– Где взяла?
После секундного колебания язык сам собой
соврал:
– Пошла гулять с собаками, а он на
помойке сидит. Явно домашний, чистый, в ошейнике…
– Небось в форточку за птичкой
сиганул, – вздохнула Катюша и порылась в густой шерсти гостя, – блох,
похоже, нет. Надо все равно обработать спреем для надежности и расклеить
объявление, наверное, хозяева обрыдались, а пока пусть живет. Пошли, дружочек,
на санобработку.
Она подхватила кота под живот и потащила в
ванную. Я налила себе еще кофе. Наверное, надо было сказать правду, но представляю,
какие вопли поднимет Катерина, заставит идти в милицию, давать показания… Лучше
промолчу.
– Лампуша, гляди! – заорала Катя.
В ванной, в тазике с теплой мыльной водой,
преспокойненько сидел кот. В отличие от других кошачьих, этот просто нежился в
пене и урчал от удовольствия, пока Катюша терла ему спинку, животик и грудку.
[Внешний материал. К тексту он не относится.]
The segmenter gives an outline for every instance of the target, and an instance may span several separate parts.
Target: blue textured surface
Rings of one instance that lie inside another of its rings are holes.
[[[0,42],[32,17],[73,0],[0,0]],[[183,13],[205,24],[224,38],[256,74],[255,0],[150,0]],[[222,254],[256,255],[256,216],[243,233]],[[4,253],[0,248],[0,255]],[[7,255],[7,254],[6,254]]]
Даже голову котяра преспокойно подставил под струю, лишь пофыркивал, когда вода
попадала в нос.
– Первый раз встречаю такое! –
искренне изумилась Катя. – Ну, давай лапку.
Кот моментально протянул переднюю лапу.
– Слушай, – взвизгнула
Катерина, – он понимает! Ну-ка, дай лапу.
Гость покорно протянул другую, левую.
– Ох, и не фига себе, – пришла в
полный восторг Катюха, – артист, да и только.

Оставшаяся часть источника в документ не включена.